Herr Hälg, in der vorletzten Generalversammlung liess ihnen der Anwalt der Familie Burkard ausrichten, Sie hätten bei Sika keine Zukunft. Nun diese Einigung, warum?
Paul Hälg: Zwei Dinge. Der Aktienpreis stieg Anfang Jahres über den Verkaufspreis, den die Familie mit Saint-Gobain ausgehandelt hatte. Somit entstand finanzieller Spielraum, um die Familie mit einer Einigung besser zu stellen, als mit dem Saint-Gobain-Vertrag.
Zweitens?
Irgendwann war ein finaler gerichtlicher Entscheid nicht mehr zu erwarten vor Ende 2018. Dann wäre der Vertrag zwischen Familie und Saint-Gobain abgelaufen.

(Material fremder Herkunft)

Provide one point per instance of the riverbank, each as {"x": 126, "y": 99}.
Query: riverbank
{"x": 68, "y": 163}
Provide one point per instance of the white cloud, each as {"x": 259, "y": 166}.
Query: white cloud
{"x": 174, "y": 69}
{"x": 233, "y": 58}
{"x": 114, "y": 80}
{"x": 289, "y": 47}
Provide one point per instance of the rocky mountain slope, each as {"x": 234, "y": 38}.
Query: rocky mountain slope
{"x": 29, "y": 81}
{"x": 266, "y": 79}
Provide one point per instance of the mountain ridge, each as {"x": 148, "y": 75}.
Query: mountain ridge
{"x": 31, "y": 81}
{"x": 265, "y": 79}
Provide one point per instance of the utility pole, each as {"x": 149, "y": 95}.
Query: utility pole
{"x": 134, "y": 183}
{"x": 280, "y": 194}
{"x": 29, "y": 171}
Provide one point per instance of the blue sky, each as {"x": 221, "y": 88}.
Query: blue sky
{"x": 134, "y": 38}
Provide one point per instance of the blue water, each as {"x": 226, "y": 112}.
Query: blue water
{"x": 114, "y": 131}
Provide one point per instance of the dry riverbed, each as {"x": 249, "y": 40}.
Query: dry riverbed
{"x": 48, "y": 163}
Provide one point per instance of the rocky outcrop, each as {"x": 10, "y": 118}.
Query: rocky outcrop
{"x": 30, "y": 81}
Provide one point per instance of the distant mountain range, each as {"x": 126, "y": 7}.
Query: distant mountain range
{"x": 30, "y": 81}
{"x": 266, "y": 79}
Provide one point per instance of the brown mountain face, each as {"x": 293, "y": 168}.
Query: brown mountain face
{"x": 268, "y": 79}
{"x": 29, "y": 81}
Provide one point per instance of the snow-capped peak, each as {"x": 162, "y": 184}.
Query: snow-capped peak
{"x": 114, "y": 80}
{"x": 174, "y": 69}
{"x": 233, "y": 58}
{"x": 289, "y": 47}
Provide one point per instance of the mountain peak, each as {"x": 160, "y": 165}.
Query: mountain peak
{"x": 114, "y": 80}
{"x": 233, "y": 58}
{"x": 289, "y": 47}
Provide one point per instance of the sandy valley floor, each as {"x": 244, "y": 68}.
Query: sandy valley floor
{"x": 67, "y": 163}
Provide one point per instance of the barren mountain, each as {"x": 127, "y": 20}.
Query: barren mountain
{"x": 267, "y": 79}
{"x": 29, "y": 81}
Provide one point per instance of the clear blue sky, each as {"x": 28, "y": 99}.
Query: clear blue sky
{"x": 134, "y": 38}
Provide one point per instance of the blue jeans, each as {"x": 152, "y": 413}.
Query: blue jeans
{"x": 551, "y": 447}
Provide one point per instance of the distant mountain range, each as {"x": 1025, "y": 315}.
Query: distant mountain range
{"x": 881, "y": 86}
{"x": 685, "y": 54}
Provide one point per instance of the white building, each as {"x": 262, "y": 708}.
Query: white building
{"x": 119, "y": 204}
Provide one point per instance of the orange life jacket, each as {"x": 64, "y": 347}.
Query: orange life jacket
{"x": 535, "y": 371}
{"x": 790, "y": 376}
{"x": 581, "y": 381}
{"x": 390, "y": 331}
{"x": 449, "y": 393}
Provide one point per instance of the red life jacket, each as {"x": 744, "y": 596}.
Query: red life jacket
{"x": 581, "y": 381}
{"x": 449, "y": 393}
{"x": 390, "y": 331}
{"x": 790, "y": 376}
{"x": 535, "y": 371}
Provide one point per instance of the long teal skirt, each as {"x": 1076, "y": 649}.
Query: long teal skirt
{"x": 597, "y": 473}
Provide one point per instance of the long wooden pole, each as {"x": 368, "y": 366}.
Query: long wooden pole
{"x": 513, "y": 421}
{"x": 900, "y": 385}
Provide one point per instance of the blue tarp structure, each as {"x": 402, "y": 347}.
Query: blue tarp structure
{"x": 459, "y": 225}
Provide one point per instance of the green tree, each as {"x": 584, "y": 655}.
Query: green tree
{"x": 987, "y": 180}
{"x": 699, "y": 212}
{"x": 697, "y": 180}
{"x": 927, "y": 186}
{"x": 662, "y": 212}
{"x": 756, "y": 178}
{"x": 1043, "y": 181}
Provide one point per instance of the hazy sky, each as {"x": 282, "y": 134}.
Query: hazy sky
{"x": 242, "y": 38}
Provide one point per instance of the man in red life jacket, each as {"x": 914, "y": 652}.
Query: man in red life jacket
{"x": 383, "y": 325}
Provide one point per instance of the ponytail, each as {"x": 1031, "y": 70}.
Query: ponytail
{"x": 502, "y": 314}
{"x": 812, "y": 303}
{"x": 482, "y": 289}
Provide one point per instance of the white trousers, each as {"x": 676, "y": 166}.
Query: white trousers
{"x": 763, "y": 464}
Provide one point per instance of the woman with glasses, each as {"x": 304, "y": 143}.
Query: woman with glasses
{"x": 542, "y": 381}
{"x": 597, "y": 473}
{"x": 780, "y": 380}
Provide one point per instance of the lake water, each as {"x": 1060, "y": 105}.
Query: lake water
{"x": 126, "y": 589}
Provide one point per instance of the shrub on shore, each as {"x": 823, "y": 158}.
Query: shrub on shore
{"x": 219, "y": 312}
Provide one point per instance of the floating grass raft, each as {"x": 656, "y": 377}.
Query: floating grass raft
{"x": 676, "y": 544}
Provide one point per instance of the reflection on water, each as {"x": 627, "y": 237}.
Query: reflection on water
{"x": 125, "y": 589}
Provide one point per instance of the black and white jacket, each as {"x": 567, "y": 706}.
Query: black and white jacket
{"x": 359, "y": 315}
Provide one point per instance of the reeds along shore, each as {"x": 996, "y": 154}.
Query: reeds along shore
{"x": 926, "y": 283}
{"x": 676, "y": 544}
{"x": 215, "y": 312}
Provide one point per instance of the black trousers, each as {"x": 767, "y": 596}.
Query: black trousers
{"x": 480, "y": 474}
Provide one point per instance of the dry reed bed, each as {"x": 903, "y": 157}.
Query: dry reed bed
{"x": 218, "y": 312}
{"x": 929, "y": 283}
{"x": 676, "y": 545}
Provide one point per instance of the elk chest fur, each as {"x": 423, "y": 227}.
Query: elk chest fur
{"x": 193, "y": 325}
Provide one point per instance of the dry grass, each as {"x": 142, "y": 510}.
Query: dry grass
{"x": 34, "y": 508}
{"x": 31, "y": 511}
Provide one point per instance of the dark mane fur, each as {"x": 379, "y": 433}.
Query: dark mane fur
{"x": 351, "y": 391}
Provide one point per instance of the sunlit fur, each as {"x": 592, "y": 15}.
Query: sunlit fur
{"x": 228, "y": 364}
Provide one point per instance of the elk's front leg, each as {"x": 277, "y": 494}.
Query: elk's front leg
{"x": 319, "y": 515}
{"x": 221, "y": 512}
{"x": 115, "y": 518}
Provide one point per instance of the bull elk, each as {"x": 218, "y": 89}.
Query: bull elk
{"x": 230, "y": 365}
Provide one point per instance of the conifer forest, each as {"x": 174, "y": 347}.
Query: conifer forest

Es hätte neu verhandeln müssen?
Ja. Ich weiss nicht, was für Gespräche es damals gab. Einmal vermeldete ein Familien-Anwalt via Medien, der Vertrag werde verlängert. Worauf Saint-Gobain erwiderte, nein, sie hätten einen robusten Vertrag. Das zeigte uns, dass eine Verlängerung schwierig würde. Der rechtliche Weg wurde zur Sackgasse.
Was Verhandlungen ermöglichte?
Das hat die beiden Partner an den Tisch gebracht. Wir waren ja immer offen und redeten viel mit der Familie. Da hiess es immer, wir haben einen Vertrag, uns sind die Hände gebunden. Saint-Gobain sagte, wir haben einen Vertrag, warten auf die Gerichte, und was ihr macht – ist illegal.
Wann kamen die ersten Signale?
In der zweiten Hälfte des letzten Jahres, als der Aktienpreis über den Verkaufspreis kletterte.
Wer kam auf Sie zu?
Namen kann ich keine nennen, aber wir haben mit Saint-Gobain geredet, nicht mit der Familie. Intensive Gespräche wurden erst nach der Generalversammlung am 17. April geführt.
Warum gab es an dieser GV dennoch harte persönliche Attacken?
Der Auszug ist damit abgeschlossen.